Global Configuration:

  • TD_API_KEY - Treasure Data API key from console
  • TD_ENDPOINT - Regional endpoint (US/EU/Tokyo/Asia Pacific)
  • Client name - Identifier for database naming

Phase 1 (Ingestion):

  • Source name, connector type, objects/tables
  • Ingestion mode (incremental/historical/both)
  • Incremental field, start date
  • Authentication ID

Phase 2 (Hist-Union):

  • Tables from Phase 1 output (auto-detected or user-provided)

Phase 3 (Staging):

  • SQL engine (Presto/Hive)
  • Tables from Phase 2 (auto-detected)

Phase 4 (Unification):

  • Unification name, ID method (persistent_id/canonical_id)
  • Update strategy (incremental/full)
  • Tables from Phase 3 (auto-detected)

Output:

  • 50-70 generated files across all phases (.dig, .yml, .sql)
  • 4 deployed TD projects (ingestion, hist_union, staging, unification)
  • Session IDs for all workflow executions
  • Pipeline state file (pipeline_state.json)
  • Comprehensive final report (pipeline_report.md)
  • Execution logs (pipeline_logs/{date}/)

Timeline: 3-4 hours total (depending on data volume)

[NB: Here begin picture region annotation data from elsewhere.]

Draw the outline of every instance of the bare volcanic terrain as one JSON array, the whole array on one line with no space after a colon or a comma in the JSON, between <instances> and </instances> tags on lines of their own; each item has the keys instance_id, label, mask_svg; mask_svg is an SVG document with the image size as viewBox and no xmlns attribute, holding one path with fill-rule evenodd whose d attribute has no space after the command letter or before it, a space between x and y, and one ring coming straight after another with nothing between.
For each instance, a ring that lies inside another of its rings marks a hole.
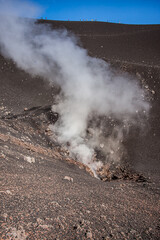
<instances>
[{"instance_id":1,"label":"bare volcanic terrain","mask_svg":"<svg viewBox=\"0 0 160 240\"><path fill-rule=\"evenodd\" d=\"M160 239L160 25L38 23L138 79L151 108L124 139L123 164L95 178L49 128L59 87L0 55L0 239Z\"/></svg>"}]
</instances>

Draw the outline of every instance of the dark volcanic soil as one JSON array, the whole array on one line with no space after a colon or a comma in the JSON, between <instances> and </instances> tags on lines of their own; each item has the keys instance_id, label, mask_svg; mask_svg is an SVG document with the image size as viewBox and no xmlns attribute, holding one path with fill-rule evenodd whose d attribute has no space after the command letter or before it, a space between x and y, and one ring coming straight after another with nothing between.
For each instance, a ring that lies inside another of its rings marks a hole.
<instances>
[{"instance_id":1,"label":"dark volcanic soil","mask_svg":"<svg viewBox=\"0 0 160 240\"><path fill-rule=\"evenodd\" d=\"M159 239L160 26L43 23L75 32L90 55L148 89L148 131L125 142L128 163L147 181L103 182L70 159L48 129L56 87L0 56L0 239Z\"/></svg>"}]
</instances>

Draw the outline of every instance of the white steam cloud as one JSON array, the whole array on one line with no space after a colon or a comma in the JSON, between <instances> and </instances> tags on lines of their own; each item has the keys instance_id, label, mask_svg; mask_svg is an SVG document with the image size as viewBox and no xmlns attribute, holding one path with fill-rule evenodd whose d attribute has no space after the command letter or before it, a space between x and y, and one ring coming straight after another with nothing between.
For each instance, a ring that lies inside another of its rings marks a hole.
<instances>
[{"instance_id":1,"label":"white steam cloud","mask_svg":"<svg viewBox=\"0 0 160 240\"><path fill-rule=\"evenodd\" d=\"M102 166L95 150L103 153L103 163L119 161L129 125L149 110L138 81L88 56L67 31L8 13L0 16L1 53L26 72L61 87L58 104L52 107L60 117L51 126L59 142L93 172Z\"/></svg>"}]
</instances>

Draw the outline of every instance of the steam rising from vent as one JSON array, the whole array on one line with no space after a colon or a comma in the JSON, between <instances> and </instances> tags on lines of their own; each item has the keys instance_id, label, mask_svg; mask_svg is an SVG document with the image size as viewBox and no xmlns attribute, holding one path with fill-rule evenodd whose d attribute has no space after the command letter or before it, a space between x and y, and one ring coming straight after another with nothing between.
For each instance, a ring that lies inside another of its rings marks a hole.
<instances>
[{"instance_id":1,"label":"steam rising from vent","mask_svg":"<svg viewBox=\"0 0 160 240\"><path fill-rule=\"evenodd\" d=\"M26 72L61 87L52 107L60 118L51 129L71 156L93 172L121 160L129 126L139 124L149 110L135 79L119 76L103 60L88 56L67 31L31 19L1 16L0 49ZM103 161L95 160L98 152Z\"/></svg>"}]
</instances>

  • Phase 1 (Ingestion): ~1 hour
  • Phase 2 (Hist-Union): ~30 minutes
  • Phase 3 (Staging): ~45 minutes
  • Phase 4 (Unification): ~1.5 hours

Error Handling:

  • Deployment Errors: Auto-fixes syntax errors, prompts for missing databases/secrets
  • Execution Errors: Retrieves logs, shows error details, offers retry/fix/skip/abort options
  • Validation Errors: Shows missing tables/data, asks user decision before proceeding
  • Timeout Handling: Alerts after 2 hours, offers continue/check/abort options

Use Cases:

  • First-time CDP implementation (complete setup from scratch)
  • Multi-source ingestion with automated processing
  • Automated testing of CDP pipelines
  • Standardized deployment across environments (dev/staging/prod)

Example Workflow:

# Single command for complete CDP implementation
/cdp-orchestrator:cdp-implement

# Orchestrator will prompt for:
# 1. Global config (API key, endpoint, client name)
# 2. Phase 1 config (Snowflake: tables, auth, dates)
# 3. Phase 2 config (tables to combine)
# 4. Phase 3 config (SQL engine: presto)
# 5. Phase 4 config (unification name, ID method)

# Then automatically:
# - Generates all 50+ workflow files
# - Deploys all 4 projects to TD
# - Executes workflows in sequence
# - Monitors real-time progress
# - Validates data between phases
# - Generates final report

# Result: Complete CDP implementation ready for production

Integration with Other Plugins: The orchestrator internally invokes:

  • /cdp-ingestion:ingest-new for Phase 1
  • /cdp-histunion:histunion-batch for Phase 2
  • /cdp-staging:transform-batch for Phase 3
  • /cdp-unification:unify-setup for Phase 4

Users can still run individual plugins manually for granular control.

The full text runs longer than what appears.